A public savings account for everyone is a better idea to control inflation.
Dear Ricahrd M
Would it be possible for you to write a short article on inflation if you have not already done so.
This would give people an opportunity to better understand this topic and to allow them to comment on your ideas.
You could even think of writing another book – “The Joys of Inflation”.
Inflation, and how it effects the various stakeholders, is a vital subject and far too little understood.
For heaven’s sake, if you know anything about this you know you cannot risk the offence of tipping off
Stop writing nonsense
House price inflation has no relation to the overall rate of inflation. I tend to agree with Richard C’s view on the problems with the housing market. Overall though, surely in these unusual economic times to secure our future by investing in solid long term projects, namely, people. The market is not God.
I suppose the counter-factual would be to ask whether “markets” are any more or less rational than before.
Why would there be more rationality? Has the rationale changed in confidence?
Are markets less rational (with much more information available)?
Post 2007/08, the only doubt is whether or not sovereign currencies again decide to back-stop the system. I can’t see that being repeatable in a lifetime unless voters get really distracted.
The market should be a tool for a strong government to use for the greater good of its people. The Market has no rationale, that’s why it fails. It should be fluid, and be able to adapt to need not greed
Hi,
There is nothing wrong with the essence of markets, providing they are honest.

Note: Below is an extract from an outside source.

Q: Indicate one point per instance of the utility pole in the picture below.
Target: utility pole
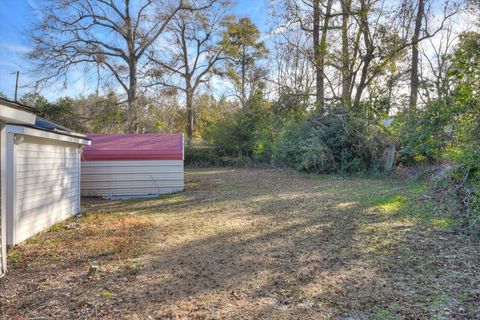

The problem is that the markets have been “captured” by manipulative company directions, manipulated by “free money” and the actions of Parallel Banking.
To get honesty back into the market would be a major task and would need a reigning in of system-trading by computers ( envisaged by EU ) and totally out of control derivative markets ( seemingly ignored by the Regulators ) that are used purely for gambling purposes, rather than for the protective purpose4s for which they were originally developed.
It is the scale of largely unregulated transactions in the parallel banking system that is truly scary.
Unless markets are regulated and controlled, which will need world-wide co-operation, we are exposed to untold dangers.
The day that shares and bonds were priced sensibly in terms of their underlying busienss performance, if that ever existed, are far behind us.
Unless markets can be proerly regulated, the State will have to take capital allocation away from the uncontrolled banking and parallel banking system and do the job itself.
This would be more than a shame as the free market, if not grossly leveraged and exploited as it is now, is not a bad method of allocating resources and until roughly the year 2000, did an OK’ish job.
Hard not to agree with your analysis. Although some of it went over my head and think I understood the essence. I do believe that the seeds for what we have now were sown in the early eighties.